The results from the new UK Aviation Consumer Survey revealed that fewer passengers are satisfied with the quality of service onboard flights, but very few people believe that air travel is getting worse.
Perhaps it’s a twist on an old adage: The more things stay the same, the more dissatisfaction we feel.
Over the past two years, satisfaction with the overall travel experience has slipped from 90 percent to 83 percent, according to the survey. Satisfaction with onboard service fell from 81 percent to 77 percent.
At the same time, passengers are more likely to believe that flying is getting better than worse. The majority of people (53 percent) thought that flying now is about the same as it’s been. Another 29 percent thought it was getting better.
The two most important factors for good travel were deemed to be the actual in-flight experience and baggage collection at the destination airport.
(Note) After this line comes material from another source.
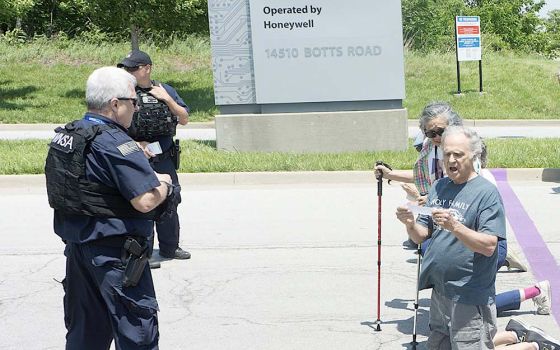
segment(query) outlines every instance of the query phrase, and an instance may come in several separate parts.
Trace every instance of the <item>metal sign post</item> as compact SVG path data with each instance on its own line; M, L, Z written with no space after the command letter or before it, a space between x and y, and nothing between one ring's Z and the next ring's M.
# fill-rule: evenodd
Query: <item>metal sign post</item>
M455 17L455 53L457 58L457 93L461 93L459 62L478 61L479 90L482 92L482 46L480 43L480 17Z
Runners up were the airport experience and the value for money.
Delays and travel disruption appeared to be the two largest causes of dissatisfaction for passengers. “Delays and disruption can be caused by a range of different factors,” Tim Johnson, Director at the UK Civil Aviation Authority (CAA) said in a statement. “Some of these are within the control of airlines, and some are not. Whatever the cause, these delays can be frustrating for passengers. We expect airlines to always provide prompt and accurate information and if passengers are entitled to further care and compensation, this should be provided without delay.”
However, more than ever, passengers feel their complaints are being dealt with properly. The survey recorded an all-time high of satisfaction with complaint handling. However that record high is still only 64 percent.